The author’s special passions — rock gardens, roses, and grasses — occupy a big part of the book. Rock gardening is a natural, since her introduction to gardening was as a volunteer at the Denver Botanical Garden in the rock garden. Rock gardens and rock-garden plants consumed her for more than a decade until she moved on to hardy roses.

When Raff discovered the chemicals involved in conventional rose care, she fled the class. The instructor, she explains, was completely covered in protective gear. Eventually the author gravitated toward roses that didn’t need coddling. She discusses the early one-time bloomers in her garden and multiple bloomers, like rugosas, Griffith Buck roses, Canadian, Kordeses, and David Austins — varieties that won her respect when they proved to be tough and resilient in her Colorado garden. She also covers ways to combine them with annuals, perennials, and shrubs in the garden.

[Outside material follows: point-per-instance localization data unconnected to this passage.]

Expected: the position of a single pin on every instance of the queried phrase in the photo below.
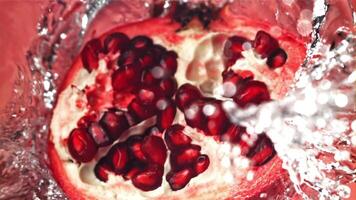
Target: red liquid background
(18, 21)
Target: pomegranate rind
(272, 179)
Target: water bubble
(341, 100)
(229, 89)
(263, 195)
(304, 27)
(353, 125)
(276, 31)
(157, 72)
(250, 175)
(162, 104)
(288, 2)
(209, 109)
(306, 14)
(246, 46)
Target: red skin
(270, 176)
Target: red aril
(262, 151)
(139, 111)
(114, 123)
(169, 63)
(118, 158)
(166, 113)
(168, 86)
(132, 173)
(178, 180)
(175, 137)
(157, 56)
(185, 157)
(186, 94)
(252, 92)
(149, 179)
(201, 164)
(135, 147)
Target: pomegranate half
(141, 113)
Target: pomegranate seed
(185, 157)
(233, 48)
(125, 78)
(148, 179)
(169, 63)
(262, 151)
(90, 54)
(147, 60)
(216, 118)
(158, 51)
(252, 92)
(81, 145)
(141, 42)
(186, 94)
(167, 112)
(116, 42)
(135, 147)
(99, 135)
(140, 111)
(118, 158)
(233, 133)
(153, 131)
(148, 95)
(129, 57)
(168, 86)
(132, 173)
(175, 137)
(264, 44)
(154, 149)
(178, 180)
(114, 123)
(148, 79)
(194, 115)
(202, 163)
(277, 58)
(85, 121)
(102, 170)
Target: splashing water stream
(312, 127)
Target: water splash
(311, 127)
(60, 36)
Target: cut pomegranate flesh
(81, 145)
(90, 54)
(127, 129)
(154, 149)
(264, 44)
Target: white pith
(66, 115)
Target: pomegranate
(152, 119)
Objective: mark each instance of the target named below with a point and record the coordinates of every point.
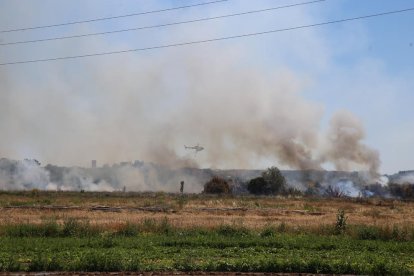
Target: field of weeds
(49, 231)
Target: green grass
(224, 249)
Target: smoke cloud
(148, 109)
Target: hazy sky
(57, 111)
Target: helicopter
(196, 148)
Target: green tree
(271, 182)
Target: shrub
(271, 182)
(341, 219)
(217, 185)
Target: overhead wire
(210, 40)
(111, 17)
(162, 25)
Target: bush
(341, 219)
(217, 185)
(271, 182)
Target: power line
(161, 25)
(209, 40)
(111, 17)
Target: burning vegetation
(141, 176)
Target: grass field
(49, 231)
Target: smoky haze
(124, 109)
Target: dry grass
(204, 211)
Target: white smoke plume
(150, 109)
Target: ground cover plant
(205, 233)
(158, 246)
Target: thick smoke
(344, 147)
(150, 109)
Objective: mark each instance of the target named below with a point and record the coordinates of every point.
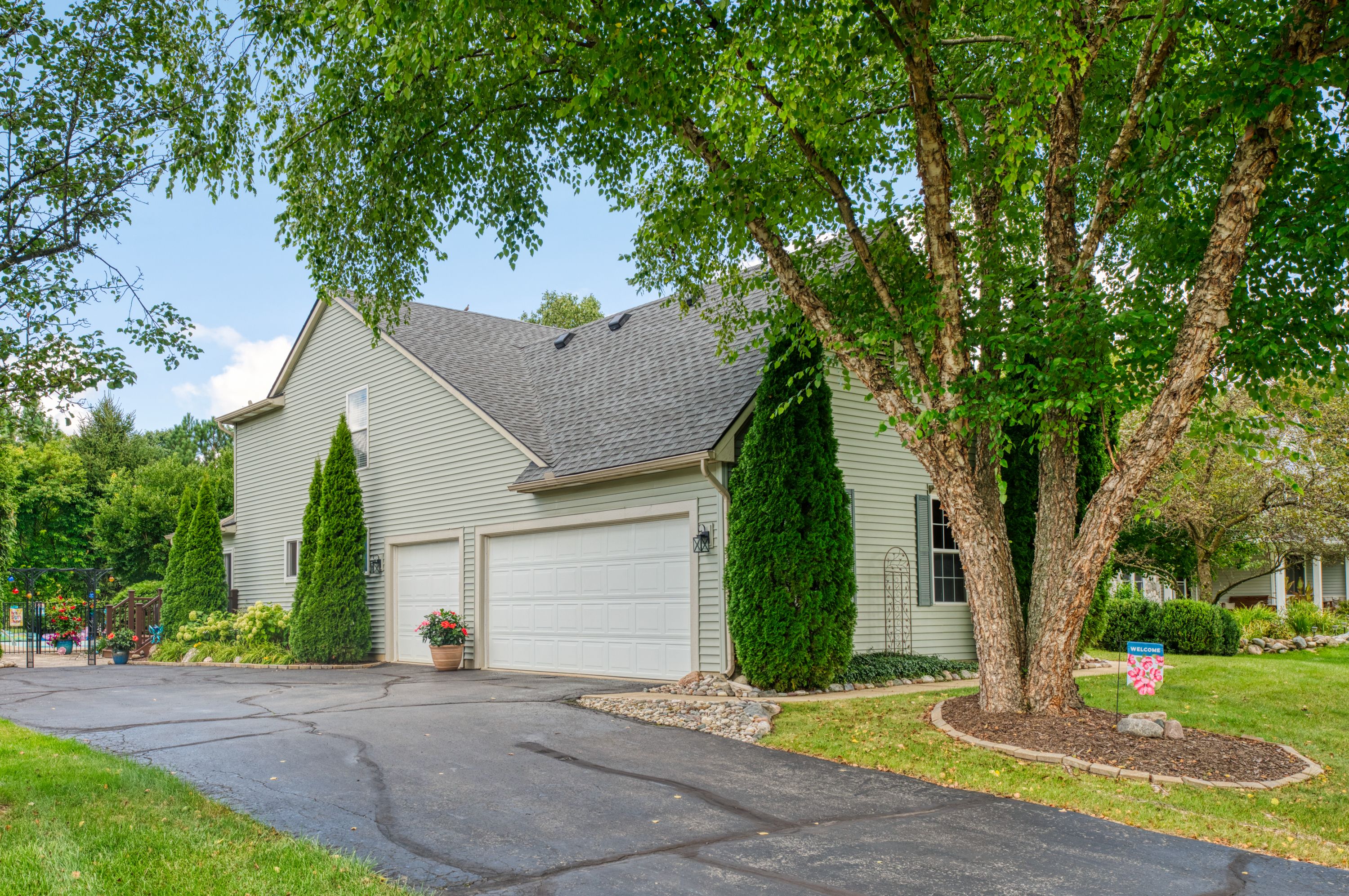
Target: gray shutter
(923, 516)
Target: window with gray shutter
(923, 524)
(947, 573)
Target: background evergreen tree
(335, 623)
(203, 574)
(790, 578)
(308, 540)
(181, 539)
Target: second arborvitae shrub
(309, 538)
(790, 577)
(201, 578)
(1190, 627)
(334, 624)
(173, 573)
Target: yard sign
(1146, 664)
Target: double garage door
(610, 600)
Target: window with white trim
(292, 561)
(947, 573)
(358, 420)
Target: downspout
(726, 623)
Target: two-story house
(564, 490)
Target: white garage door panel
(428, 581)
(602, 600)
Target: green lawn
(1295, 700)
(77, 821)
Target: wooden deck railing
(139, 616)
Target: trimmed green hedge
(884, 667)
(1190, 627)
(1130, 620)
(1182, 627)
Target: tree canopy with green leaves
(98, 99)
(564, 311)
(1120, 203)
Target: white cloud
(251, 370)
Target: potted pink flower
(446, 633)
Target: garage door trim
(392, 544)
(483, 536)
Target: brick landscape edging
(1131, 775)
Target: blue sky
(222, 266)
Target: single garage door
(428, 581)
(598, 600)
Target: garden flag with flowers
(1146, 664)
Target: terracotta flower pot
(447, 658)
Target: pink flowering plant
(1144, 674)
(443, 629)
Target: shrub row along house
(564, 490)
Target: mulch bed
(1092, 737)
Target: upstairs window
(947, 573)
(290, 571)
(358, 420)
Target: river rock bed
(717, 685)
(1256, 647)
(744, 721)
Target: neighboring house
(552, 486)
(1320, 580)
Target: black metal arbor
(26, 616)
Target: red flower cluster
(443, 628)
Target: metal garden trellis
(899, 615)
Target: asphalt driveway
(490, 782)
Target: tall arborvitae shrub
(790, 578)
(203, 574)
(308, 540)
(334, 625)
(173, 574)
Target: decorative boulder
(1139, 728)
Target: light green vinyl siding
(884, 477)
(433, 465)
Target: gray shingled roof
(481, 357)
(649, 390)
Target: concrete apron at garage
(487, 782)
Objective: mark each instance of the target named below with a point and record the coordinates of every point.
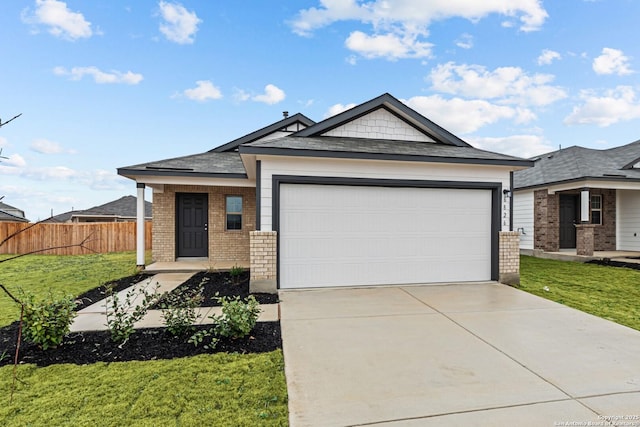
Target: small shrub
(46, 322)
(238, 317)
(179, 310)
(198, 338)
(122, 317)
(235, 273)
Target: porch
(631, 257)
(194, 265)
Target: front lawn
(210, 389)
(206, 390)
(60, 275)
(612, 293)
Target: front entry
(192, 225)
(569, 216)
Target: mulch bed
(145, 344)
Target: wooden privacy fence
(102, 237)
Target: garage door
(338, 235)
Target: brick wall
(264, 258)
(546, 220)
(232, 245)
(509, 269)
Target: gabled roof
(340, 147)
(6, 216)
(579, 163)
(284, 125)
(394, 106)
(124, 207)
(10, 213)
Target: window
(596, 209)
(234, 212)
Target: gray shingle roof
(207, 164)
(377, 148)
(578, 163)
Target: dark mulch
(222, 284)
(82, 348)
(146, 344)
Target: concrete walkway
(467, 354)
(93, 318)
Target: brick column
(264, 259)
(509, 271)
(585, 242)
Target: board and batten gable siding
(523, 217)
(371, 169)
(628, 220)
(379, 124)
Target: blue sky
(106, 84)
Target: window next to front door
(596, 209)
(234, 213)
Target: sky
(112, 83)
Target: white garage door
(332, 235)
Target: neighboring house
(375, 195)
(580, 198)
(121, 210)
(10, 214)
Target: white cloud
(337, 109)
(509, 85)
(61, 21)
(461, 116)
(525, 146)
(14, 160)
(100, 77)
(272, 95)
(44, 146)
(613, 106)
(204, 91)
(465, 41)
(179, 25)
(240, 95)
(548, 56)
(612, 61)
(399, 27)
(390, 46)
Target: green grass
(60, 275)
(612, 293)
(217, 389)
(205, 390)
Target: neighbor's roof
(124, 207)
(326, 146)
(579, 163)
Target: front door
(569, 216)
(191, 225)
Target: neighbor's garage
(341, 235)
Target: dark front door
(569, 216)
(191, 217)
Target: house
(375, 195)
(10, 214)
(121, 210)
(580, 198)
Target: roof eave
(129, 173)
(381, 156)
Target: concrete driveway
(463, 354)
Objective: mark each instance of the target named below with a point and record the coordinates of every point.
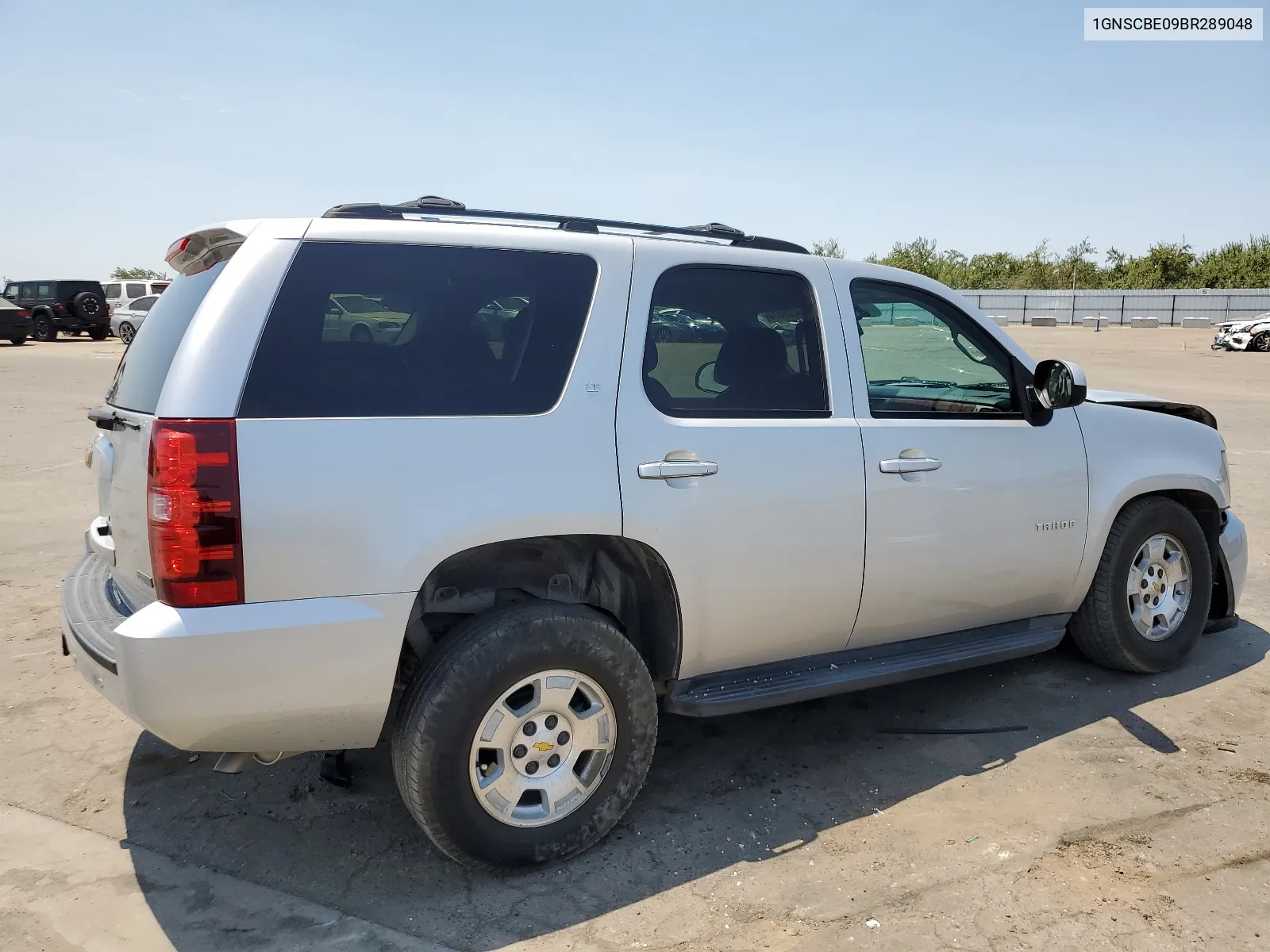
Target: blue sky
(986, 126)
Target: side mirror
(1060, 384)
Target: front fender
(1132, 454)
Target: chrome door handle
(673, 469)
(905, 463)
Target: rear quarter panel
(1134, 452)
(368, 505)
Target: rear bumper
(309, 674)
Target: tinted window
(418, 330)
(139, 380)
(925, 357)
(732, 342)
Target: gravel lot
(1109, 810)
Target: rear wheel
(1151, 593)
(44, 329)
(526, 736)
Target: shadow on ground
(721, 791)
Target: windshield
(144, 368)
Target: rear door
(121, 455)
(738, 454)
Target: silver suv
(514, 516)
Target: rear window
(140, 376)
(70, 289)
(419, 330)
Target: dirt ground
(1102, 812)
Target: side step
(838, 672)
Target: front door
(738, 454)
(976, 516)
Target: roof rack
(437, 206)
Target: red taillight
(196, 543)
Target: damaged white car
(1245, 336)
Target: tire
(1104, 626)
(44, 330)
(88, 306)
(435, 743)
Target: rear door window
(419, 330)
(734, 342)
(144, 368)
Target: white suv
(518, 514)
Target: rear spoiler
(200, 251)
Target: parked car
(121, 294)
(675, 324)
(16, 324)
(125, 323)
(1244, 336)
(569, 530)
(67, 306)
(361, 319)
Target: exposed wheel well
(1210, 517)
(625, 579)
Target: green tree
(137, 274)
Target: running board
(836, 673)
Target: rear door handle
(673, 469)
(921, 463)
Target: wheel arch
(622, 578)
(1208, 513)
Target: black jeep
(67, 306)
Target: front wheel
(44, 329)
(526, 736)
(1151, 593)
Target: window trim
(978, 336)
(741, 413)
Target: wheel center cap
(541, 744)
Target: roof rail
(435, 205)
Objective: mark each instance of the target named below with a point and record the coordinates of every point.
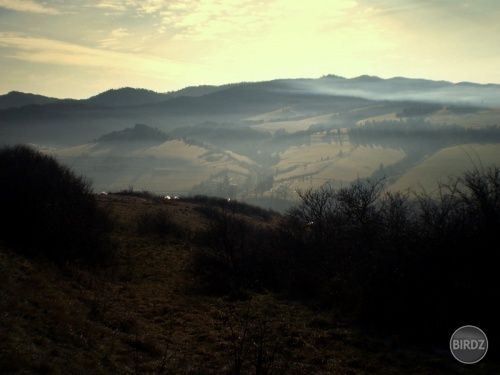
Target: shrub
(48, 210)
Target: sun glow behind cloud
(165, 45)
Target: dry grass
(143, 316)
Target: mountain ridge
(126, 96)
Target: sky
(79, 48)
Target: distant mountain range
(26, 117)
(365, 86)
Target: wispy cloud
(27, 6)
(47, 51)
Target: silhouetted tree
(49, 210)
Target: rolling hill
(270, 137)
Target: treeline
(406, 261)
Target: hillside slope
(147, 313)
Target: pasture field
(172, 167)
(450, 161)
(313, 165)
(293, 125)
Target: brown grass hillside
(147, 313)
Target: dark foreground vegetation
(354, 280)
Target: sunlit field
(451, 161)
(173, 167)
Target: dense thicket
(419, 263)
(47, 209)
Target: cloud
(47, 51)
(27, 6)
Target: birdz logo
(468, 344)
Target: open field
(312, 165)
(172, 167)
(293, 125)
(451, 161)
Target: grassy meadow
(148, 313)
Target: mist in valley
(262, 141)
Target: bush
(405, 264)
(48, 210)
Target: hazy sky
(79, 48)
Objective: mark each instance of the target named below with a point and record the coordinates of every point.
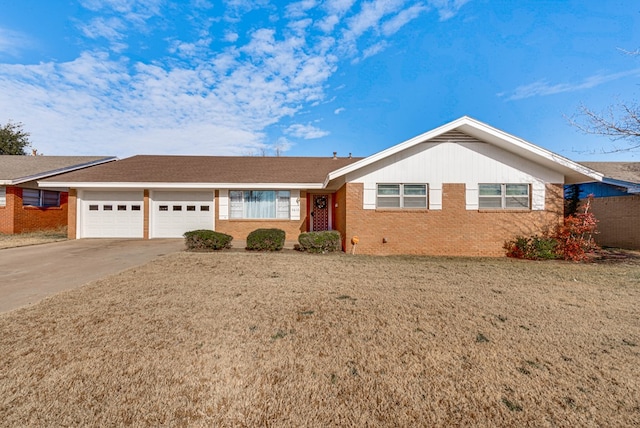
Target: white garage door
(112, 214)
(174, 213)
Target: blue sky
(253, 77)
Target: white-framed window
(504, 196)
(40, 198)
(259, 204)
(401, 196)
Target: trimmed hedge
(206, 240)
(320, 242)
(266, 240)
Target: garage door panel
(107, 214)
(174, 213)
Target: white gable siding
(294, 204)
(223, 204)
(454, 160)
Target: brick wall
(14, 218)
(451, 231)
(239, 229)
(618, 221)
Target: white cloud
(401, 19)
(307, 132)
(544, 88)
(12, 42)
(299, 9)
(196, 100)
(231, 37)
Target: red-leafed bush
(575, 236)
(573, 240)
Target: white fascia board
(484, 132)
(62, 170)
(133, 185)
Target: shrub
(266, 240)
(532, 248)
(206, 240)
(575, 236)
(320, 242)
(573, 240)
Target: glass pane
(490, 190)
(518, 203)
(415, 189)
(236, 205)
(31, 197)
(388, 189)
(517, 189)
(50, 198)
(490, 203)
(415, 202)
(260, 204)
(389, 202)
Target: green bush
(206, 240)
(320, 242)
(266, 240)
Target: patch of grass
(511, 405)
(280, 334)
(481, 338)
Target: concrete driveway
(29, 274)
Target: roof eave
(164, 185)
(59, 171)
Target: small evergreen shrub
(206, 240)
(266, 240)
(532, 248)
(320, 242)
(572, 240)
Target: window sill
(403, 210)
(504, 210)
(259, 219)
(31, 207)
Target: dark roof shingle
(17, 169)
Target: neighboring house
(23, 206)
(616, 203)
(461, 189)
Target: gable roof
(620, 174)
(573, 172)
(20, 169)
(204, 171)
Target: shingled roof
(20, 169)
(208, 169)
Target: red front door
(320, 212)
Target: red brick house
(25, 207)
(461, 189)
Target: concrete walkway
(29, 274)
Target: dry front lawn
(289, 339)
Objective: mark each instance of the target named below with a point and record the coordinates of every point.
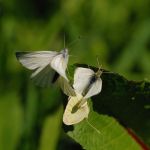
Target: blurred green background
(118, 32)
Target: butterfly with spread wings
(45, 64)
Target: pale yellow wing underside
(69, 117)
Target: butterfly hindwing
(82, 78)
(70, 117)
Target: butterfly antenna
(74, 41)
(99, 66)
(93, 127)
(64, 41)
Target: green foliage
(117, 31)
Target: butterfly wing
(94, 88)
(40, 62)
(34, 60)
(43, 76)
(66, 87)
(59, 63)
(82, 79)
(69, 117)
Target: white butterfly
(87, 83)
(44, 63)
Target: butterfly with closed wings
(87, 83)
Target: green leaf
(51, 130)
(121, 105)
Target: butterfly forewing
(33, 60)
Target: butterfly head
(98, 73)
(65, 52)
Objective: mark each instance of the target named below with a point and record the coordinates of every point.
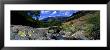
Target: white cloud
(45, 11)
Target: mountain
(62, 19)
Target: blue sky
(54, 13)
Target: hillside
(83, 25)
(87, 25)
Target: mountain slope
(87, 25)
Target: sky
(54, 13)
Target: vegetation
(84, 23)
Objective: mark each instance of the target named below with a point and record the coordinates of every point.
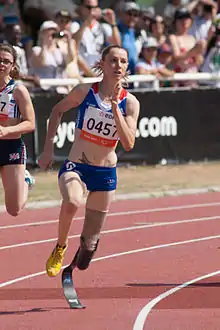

Grasses, her third passion, won her over with “their repetitive thin and wide lines, panicles, and varying heights and colors....” Grasses, she says, are showstoppers, without even trying. The projectile appearance, she finds, is helpful for contrasting with flowers, which tend to be circular, delicate, wide, or short. One technique she uses with grasses is to place colorful plants behind them so that glimpses of color peek out from behind the blades.

The organization of the book is as loose and free flowing as the author’s gardening style. Open-ended chapter titles like Intuitive Imagination and Everything Under the Sun give her free reign to follow her imagination wherever it takes her.

Overall, the author’s voice is engaging, like that of a friend who wants to share her knowledge. Despite being very knowledgeable, the author never adopts a patronizing tone.